By these means, the United States, and indeed many of its Nato allies, now see a way forward. This represents both a response to the serial failures of the "war on terror" and a means to maintain control in a world of myriad perceived threats. The change of strategy and tactics is not in itself so surprising; far less recognised, though, is that oppositional movements - especially the dispersed al-Qaida franchise - have also mutated.

A changing movement

This is apparent in three developments. The first is the spread of the idea of revolutionary jihad to new regions. Al-Qaida itself may now be a shadow of what it was, with but a small coterie of committed followers on the Pakistani side of the Afghan border, but its ideas have taken root elsewhere. This is clearly seen in Yemen and Somalia, and in Iraq, where much of the renewed violence comes from radical Sunni groups linked to "Al-Qaida in Mesopotamia".

The dissemination of ideology and outlook is even more evident with regard to Boko Haram in Nigeria and Ansar Dine in northern Mali. Taken together, these groups amount to a transition phase for the al-Qaida movement.

The second development is the recent growth of a strong Islamist paramilitary element in the Syrian opposition. In mid-2011 some analysts argued that if the "Arab awakening" ended in a democratic transition this would be bad news for al-Qaida, since the group had intended a very different outcome - the violent terminatation of its "near enemy's" regimes in the region. Other analysts, however, argued that attempts to strangle the awakening could provide new opportunities for radical Islamists. So it is proving in Syria.

A paramilitary cohort (at least 1,000-strong) with high levels of organisation and training is now operating in Syria, and in combat presents a very tough challenge to the forces of Bashar al-Assad's Alawi-based regime. A recent example is the seizing of a Turkey-Syria border-post by a group of 150 fighter, who reportedly came from Algeria, France, Egypt, Saudi Arabia, Tunisia, the United Arab Emirates and even Chechnya (see Peter Lee "Syrian wheel of fortune Spins China's way", Asia Times, 30 July 2012).

Several other reports suggest that foreign Islamist groups are becoming a major issue for the Syrian opposition, in that they may both be very effective and yet owe little allegiance to the internal Syrian movement. Moreover, if the Assad regime falls they will be well-placed to influence what happens next in a potentially chaotic situation (see Neil MacFarquhar & Hwaida Saad, "As Syrian War Drags On, Jihadists Take Bigger Role", New York Times, 29 July 2012).
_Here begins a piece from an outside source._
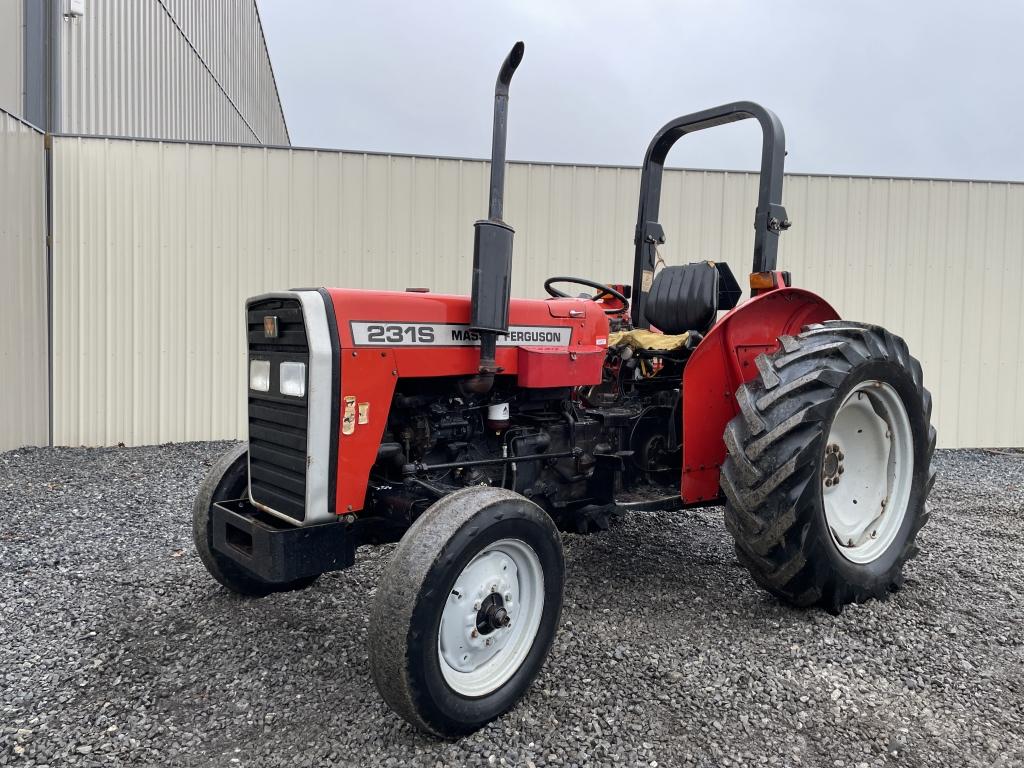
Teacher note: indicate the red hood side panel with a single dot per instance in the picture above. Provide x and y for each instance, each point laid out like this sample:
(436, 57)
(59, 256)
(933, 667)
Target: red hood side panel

The third development is the remarkable extent of operations by radical Islamists across the world, especially those involving suicide (or "martyr") actions. In this respect an impressive new source of public-domain intelligence and a must-read for those concerned with peace-and-conflict issues is Open Briefing, which this week published a digest of paramilitary attacks and related actions in June 2012 (compiled by the Combating Terrorism Center at West Point). The range stretches from Pakistan and Afghanistan through Iraq and Yemen to Somalia, Nigeria, Algeria and Kenya. Many of these assaults involved martyr actions. It seems, now, that the rapid developments in Syria may be adding to the list.

The next phase

In itself, this does not mean that a united, coherent and competent al-Qaida movement is making a worldwide comeback after its losses of recent years. What it does indicate is that a transition is taking place among its affiliates in a number of countries that may involve only the loosest coordination.
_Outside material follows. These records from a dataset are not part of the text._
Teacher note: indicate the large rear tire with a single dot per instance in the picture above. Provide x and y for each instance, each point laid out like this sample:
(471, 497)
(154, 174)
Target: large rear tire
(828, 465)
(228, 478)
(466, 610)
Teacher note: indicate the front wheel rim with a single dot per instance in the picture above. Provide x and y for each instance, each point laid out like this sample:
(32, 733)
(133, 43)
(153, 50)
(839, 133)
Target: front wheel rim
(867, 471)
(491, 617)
In its own way, this trend is a mirror-image of the changes in western military practice. The deployment of boots on the ground didn't work as expected, and was succeeded by remote control. The paramilitary nexus's equivalent is that the idea of a single global movement has proved to have little purchase, but the underlying idea has survived and adapted to a changing world.

Perhaps most significant of all is that the "war on terror", especially in Iraq, gave rise to a new generation of determined young men with urban-insurgency experience against highly trained and well-armed western soldiers. That may now be manifesting itself in Syria. What happens in the coming months in Syria may give a much clearer picture of how post-al-Qaida movements may evolve.